A new study has discovered a gene that can raise the risk of male breast cancer by 50 percent.
The research was conducted at the Institute of Cancer Research, London, where the researchers assessed the genetic risk to male breast cancer using the genome-wide association study (GWAS).
The GWAS studies examined the link between genes and human disease. In this kind of a study, the researchers look at the entire genome for variations in single nucleotide polymorphisms (SNPs- pronounced "snips") that occur in people who have the particular disease. Researchers can then find what genes may have a role in a particular disease.
The present study involved approximately 800 men who were diagnosed with breast cancer. The researchers looked at more than 447,000 genetic changes to find out which specific genetic change is linked to the cancer. They confirmed their finding by conducting a similar study on another set of 438 men who had breast cancer.
The researchers found that a gene, called RAD51B, was linked to breast cancer in men. Small variations in this gene can lead to a 50 percent increased risk in male breast cancer. Variations in this gene are also linked to breast cancer in women, according to a news release by the Institute of Cancer Research.
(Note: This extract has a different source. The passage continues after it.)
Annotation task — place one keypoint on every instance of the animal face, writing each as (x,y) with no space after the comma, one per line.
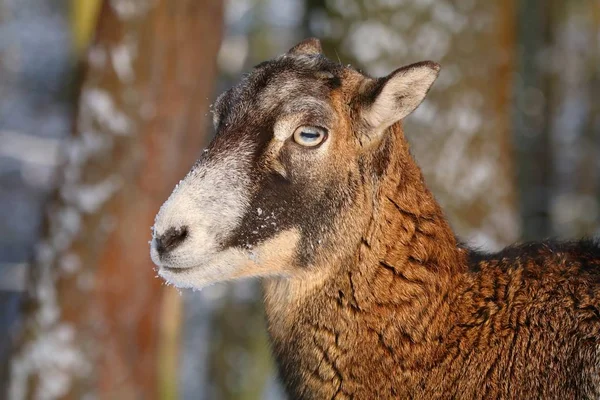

"This study represents a leap forward in our understanding of male breast cancer. It shows that while there are similarities with female breast cancer, the causes of the disease can work differently in men. This raises the possibility of different ways to treat the disease specifically for men," said Dr. Nick Orr, author of the study.
Breast cancer is rare in men. In the U.S., it is estimated that about 2,190 men will be diagnosed with breast cancer in 2012 and about 410 men will die due to this cancer.
"Male breast cancer is rare, which makes it difficult to study. Through drawing on many hundreds of patients from this country and abroad, we can now start to unravel its causes. We will be continuing this research to try to find more genes that raise the risk of male breast cancer, in order to understand better the causes of this disease in men, and in women," said Anthony Swerdlow, from The Institute of Cancer Research.